Rachel Hazan, PhD, studies cadherin adhesion molecules and their role in metastatic breast cancer.
Aiming to expand the available options for treating late-stage breast cancer, the Hazan laboratory is investigating: 1) the molecular basis for cooperation between N-cadherin and the FGF receptor responsible for epithelial to mesenchymal transition (EMT) and metastasis with the goal of obtaining functional inhibitors of metastasis; 2) regulation of EMT and metastasis by the MAPK and AKT signaling pathways; 3) the relationship between cell cycle progression and tumor metastasis; 4) the mechanism of HER2 therapeutic resistance in breast cancer; and 5) cancer stem cells and their role in breast cancer metastasis.

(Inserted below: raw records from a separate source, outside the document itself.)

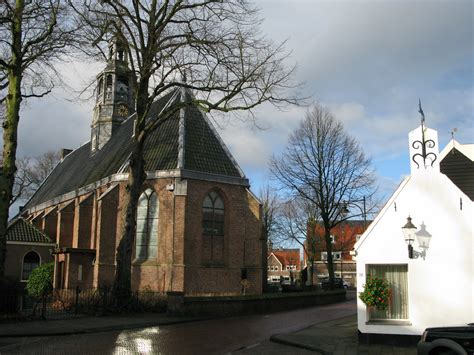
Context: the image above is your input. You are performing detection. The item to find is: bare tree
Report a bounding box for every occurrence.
[270,104,377,289]
[6,151,61,206]
[72,0,300,302]
[275,198,318,287]
[258,183,279,290]
[0,1,75,278]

Dr. Hazan and her team have shown that N-cadherin, a cadherin involved in dynamic processes such as cell migration and neurite outgrowth, is upregulated in invasive breast cancer cells and promotes metastasis of breast cancer cell lines. In contrast, E-cadherin, known to promote stable epithelial contacts, is lost during metastatic progression. Their data suggest that the shift in cadherin expression also affects proteolytic activity of cells, their migration, invasiveness and metastasis.
More recently, they discovered that Retinal cadherin (R-cadherin), a classic cadherin highly expressed in the brain and retina, is also present in the mammary epithelium. They showed that: 1) like E-cadherin, R-cadherin acts as an invasion-suppressor gene that is downregulated in invasive duct carcinomas; 2) R-cadherin knockdown in mammary-gland tissue leads to disruption of morphogenesis and gain of metastatic properties; 3) conversely, R-cadherin expression in aggressive tumor cells suppresses invasion and metastasis, and restores glandular morphogenesis.